I've been writing a lot of Lua at work that gets interpreted by C++ code, and owing to the structure of the workflow, there's a long time between writing code and testing which means little mistakes like typos cost me a lot of time. Rather than trying to get better at not making mistakes... I try to find better tools. I started wondering if semantic highlighting would make certain mistakes more visually obvious.

I looked for a Sublime Plugin that would do this, and I found a couple, but when I installed them they didn't work on most of the code for some reason. I could tell the semantic highlighter was doing something, but most of the code was still a neutral color.

My theory as to why is that these plugins are trying to understand the language too much. To really (really) properly color the code in a way that's aware of the language, the text editor has to do a lot of the work of the compiler and that seems impractical.

But I don't really need that. I don't mind, for instance, if the highlighter colors a variable called foo the same color in two different functions. I don't mind if the highlighter doesn't have a very advanced concept of the language at all, in fact.

So, the other day, I spent the morning writing this:

import sublime
import sublime_plugin
import hashlib

def hash_string(s):
    return int(int(hashlib.md5(s).hexdigest(), 16)%360)

def get_scopename(h):
    return "explicit-hue-"+str(h)

class ColorerListener(sublime_plugin.EventListener):
    def redo(self, view):
        word_regions = view.find_all("[_A-Za-z][_a-zA-Z0-9]*")

        hash_to_region_list = {}
        for region in word_regions:
            h = hash_string(view.substr(region).encode('utf-8'))
            hash_to_region_list[h] = hash_to_region_list.get(h, []) + [region]

        for h in range(0, 360):
            view.erase_regions(get_scopename(h))

        for h, regions in hash_to_region_list.items():
            scopename = get_scopename(h)
            view.add_regions(scopename, regions, scopename, "", sublime.DRAW_NO_OUTLINE)

    def on_modified(self, view):
        self.redo(view)

    def on_activated(self, view):
        self.redo(view)

That is the source code to a Sublime plugin. Sublime colors text using a collection of objects of type Region. A Region is an interval of characters with a starting and ending index. The function view.add_regions makes a list of regions all active in the current text view. And each Region can be assigned a "scope" when its added. A "scope" is a string associated with it which determines its color according to xml in user-defined settings.
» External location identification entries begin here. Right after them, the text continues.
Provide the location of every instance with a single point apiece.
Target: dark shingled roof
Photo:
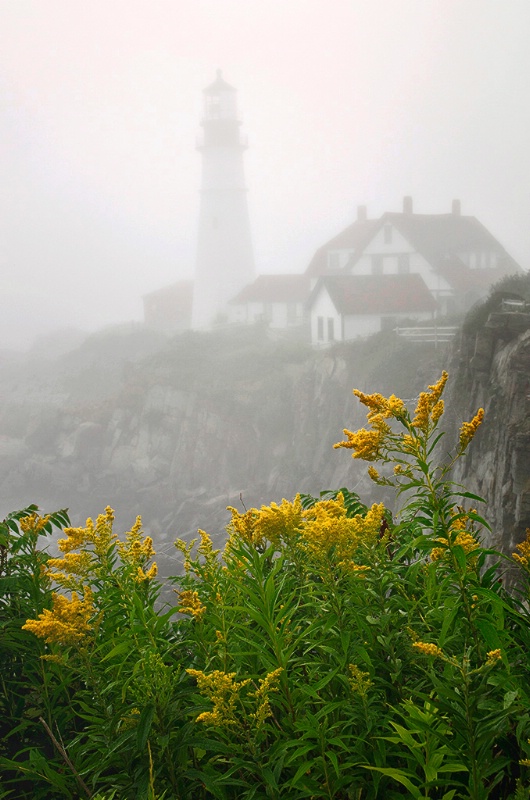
(352, 238)
(440, 238)
(274, 289)
(376, 294)
(219, 85)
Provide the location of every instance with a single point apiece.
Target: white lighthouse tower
(225, 260)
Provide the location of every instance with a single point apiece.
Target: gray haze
(344, 102)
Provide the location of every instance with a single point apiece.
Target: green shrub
(332, 650)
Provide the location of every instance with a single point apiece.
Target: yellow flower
(223, 692)
(425, 412)
(190, 603)
(33, 523)
(360, 681)
(274, 523)
(428, 649)
(366, 444)
(328, 530)
(146, 576)
(493, 656)
(387, 407)
(524, 547)
(373, 473)
(437, 411)
(68, 621)
(266, 686)
(468, 429)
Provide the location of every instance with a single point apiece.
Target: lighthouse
(224, 259)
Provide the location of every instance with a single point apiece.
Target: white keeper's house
(401, 267)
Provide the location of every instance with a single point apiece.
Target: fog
(343, 103)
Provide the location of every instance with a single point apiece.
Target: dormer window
(403, 264)
(377, 265)
(334, 262)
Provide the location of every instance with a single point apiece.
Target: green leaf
(144, 725)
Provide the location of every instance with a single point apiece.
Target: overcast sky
(344, 102)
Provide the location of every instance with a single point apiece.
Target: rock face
(177, 431)
(492, 370)
(197, 424)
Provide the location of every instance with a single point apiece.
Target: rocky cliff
(491, 368)
(178, 430)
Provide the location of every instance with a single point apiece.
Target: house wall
(356, 325)
(278, 315)
(417, 264)
(323, 309)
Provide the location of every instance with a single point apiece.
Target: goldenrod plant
(333, 649)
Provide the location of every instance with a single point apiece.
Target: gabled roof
(274, 289)
(438, 237)
(462, 279)
(442, 236)
(180, 290)
(219, 85)
(376, 294)
(352, 238)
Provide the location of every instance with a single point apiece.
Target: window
(403, 263)
(334, 261)
(292, 316)
(377, 265)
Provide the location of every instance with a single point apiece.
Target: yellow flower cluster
(67, 623)
(329, 528)
(136, 549)
(524, 548)
(274, 523)
(98, 535)
(223, 692)
(493, 656)
(468, 429)
(151, 573)
(70, 570)
(359, 681)
(189, 602)
(428, 649)
(385, 406)
(33, 523)
(365, 444)
(463, 539)
(266, 686)
(430, 408)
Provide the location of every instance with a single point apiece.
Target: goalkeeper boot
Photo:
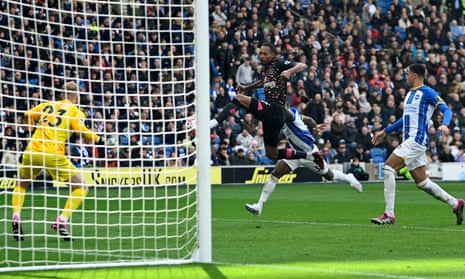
(354, 183)
(18, 233)
(255, 209)
(61, 227)
(458, 211)
(317, 158)
(384, 219)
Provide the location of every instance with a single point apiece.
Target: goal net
(136, 65)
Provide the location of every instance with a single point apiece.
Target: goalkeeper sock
(19, 193)
(73, 202)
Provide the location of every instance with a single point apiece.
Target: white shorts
(412, 153)
(309, 164)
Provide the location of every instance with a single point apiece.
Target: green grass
(305, 231)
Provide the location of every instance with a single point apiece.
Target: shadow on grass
(213, 271)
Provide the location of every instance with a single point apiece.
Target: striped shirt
(297, 133)
(419, 107)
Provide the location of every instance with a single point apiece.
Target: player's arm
(446, 111)
(288, 68)
(32, 116)
(243, 88)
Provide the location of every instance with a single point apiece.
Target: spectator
(244, 71)
(244, 139)
(361, 154)
(239, 157)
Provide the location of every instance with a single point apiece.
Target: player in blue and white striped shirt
(300, 140)
(419, 105)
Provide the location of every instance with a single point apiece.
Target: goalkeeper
(297, 131)
(54, 122)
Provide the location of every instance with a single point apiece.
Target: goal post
(142, 68)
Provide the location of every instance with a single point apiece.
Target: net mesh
(134, 64)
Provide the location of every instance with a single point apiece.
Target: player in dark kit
(273, 78)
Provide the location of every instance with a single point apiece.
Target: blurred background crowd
(137, 82)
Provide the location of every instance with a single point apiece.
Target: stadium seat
(378, 155)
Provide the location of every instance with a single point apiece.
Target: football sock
(19, 193)
(339, 175)
(288, 153)
(268, 188)
(73, 202)
(389, 189)
(436, 191)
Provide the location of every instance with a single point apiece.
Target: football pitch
(317, 230)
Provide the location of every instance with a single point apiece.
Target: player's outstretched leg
(254, 208)
(62, 228)
(384, 219)
(458, 211)
(18, 233)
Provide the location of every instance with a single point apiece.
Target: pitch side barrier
(139, 177)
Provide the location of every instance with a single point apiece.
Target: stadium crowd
(356, 52)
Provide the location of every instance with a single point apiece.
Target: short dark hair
(418, 69)
(270, 46)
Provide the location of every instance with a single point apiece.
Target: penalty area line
(332, 224)
(323, 270)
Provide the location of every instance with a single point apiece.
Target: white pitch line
(331, 271)
(333, 224)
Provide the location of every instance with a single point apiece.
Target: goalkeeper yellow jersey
(54, 122)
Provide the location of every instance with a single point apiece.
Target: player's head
(267, 53)
(416, 74)
(71, 91)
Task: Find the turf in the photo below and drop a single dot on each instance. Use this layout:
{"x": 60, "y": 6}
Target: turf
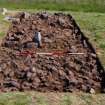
{"x": 59, "y": 5}
{"x": 36, "y": 98}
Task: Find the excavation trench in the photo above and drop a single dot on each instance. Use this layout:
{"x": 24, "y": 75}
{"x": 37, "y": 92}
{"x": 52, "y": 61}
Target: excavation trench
{"x": 65, "y": 61}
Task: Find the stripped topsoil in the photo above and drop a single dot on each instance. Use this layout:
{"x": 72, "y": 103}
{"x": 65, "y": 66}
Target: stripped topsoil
{"x": 43, "y": 72}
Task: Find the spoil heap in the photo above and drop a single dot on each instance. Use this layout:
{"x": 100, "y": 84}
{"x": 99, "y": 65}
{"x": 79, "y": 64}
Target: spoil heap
{"x": 62, "y": 72}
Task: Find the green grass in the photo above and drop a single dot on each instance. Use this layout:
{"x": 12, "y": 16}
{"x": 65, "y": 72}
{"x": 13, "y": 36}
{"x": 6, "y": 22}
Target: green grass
{"x": 59, "y": 5}
{"x": 37, "y": 98}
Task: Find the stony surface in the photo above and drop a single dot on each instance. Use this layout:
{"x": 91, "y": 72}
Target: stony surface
{"x": 48, "y": 73}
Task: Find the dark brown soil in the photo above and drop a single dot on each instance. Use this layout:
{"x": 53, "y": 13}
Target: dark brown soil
{"x": 48, "y": 73}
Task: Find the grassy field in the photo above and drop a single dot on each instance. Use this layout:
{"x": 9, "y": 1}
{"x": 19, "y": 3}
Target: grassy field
{"x": 36, "y": 98}
{"x": 61, "y": 5}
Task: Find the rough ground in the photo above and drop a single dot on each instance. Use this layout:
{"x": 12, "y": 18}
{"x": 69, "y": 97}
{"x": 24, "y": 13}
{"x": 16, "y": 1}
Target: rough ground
{"x": 48, "y": 73}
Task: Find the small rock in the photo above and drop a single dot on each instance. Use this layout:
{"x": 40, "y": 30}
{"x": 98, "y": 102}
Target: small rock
{"x": 92, "y": 91}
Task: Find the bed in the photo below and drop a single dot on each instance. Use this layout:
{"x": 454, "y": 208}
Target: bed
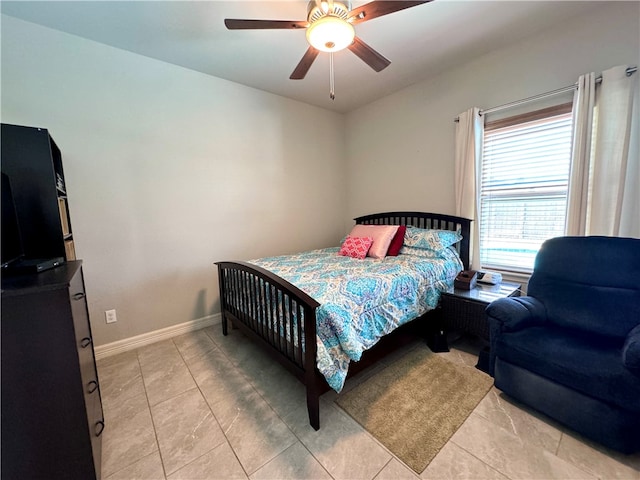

The intended use for these scopes seems to be something like: the highlighter indicates using a scope that something is keyword or somesuch language construct and then all keywords are assigned the same color which can be controlled in the program in user preferences.

Of course, what I want is to color each word a different color with a pseudo-random hue, but I'm stuck going through the same pipeline, so what I've done is populate a settings xml file with 360 entities like this...

<dict>
    <key>name</key>
    <string>explicit-hue-94</string>
    <key>scope</key>
    <string>explicit-hue-94</string>
    <key>settings</key>
    <dict>
        <key>foreground</key>
        <string>#5b6ed6</string>
        <key>background</key>
        <string>#000000</string>
    </dict>
</dict>

(Which I generated using this script)

import colorsys
import math

template = """
        <dict>
            <key>name</key>
            <string>steve</string>
            <key>scope</key>
            <string>steve</string>
            <key>settings</key>
            <dict>
                <key>foreground</key>
                <string>#0000ff</string>
                <key>background</key>
                <string>#000000</string>
            </dict>
        </dict>
"""

def rgb_to_hex(rgb):
    return '#%02x%02x%02x' % tuple(map( lambda x: int(x * 255), rgb ))

for i in range(0,360):
    rgb = colorsys.hls_to_rgb(i * math.pi / 180.0, 0.6, 0.6)

    this_text = template.replace("steve", "explicit-hue-" + str(i))
    this_text = this_text.replace("#0000ff", rgb_to_hex(rgb))

    print this_text

...giving me 360 scopes of different hue.

Here's the result:

I mean, it really doesn't know what language that is. It has the basic functionality. currentIndex is the same color throughout, and that's the point. It doesn't know what is commented, maybe I'll fix that some day. But such as it is, I've been using this at work and it's already saved me some time.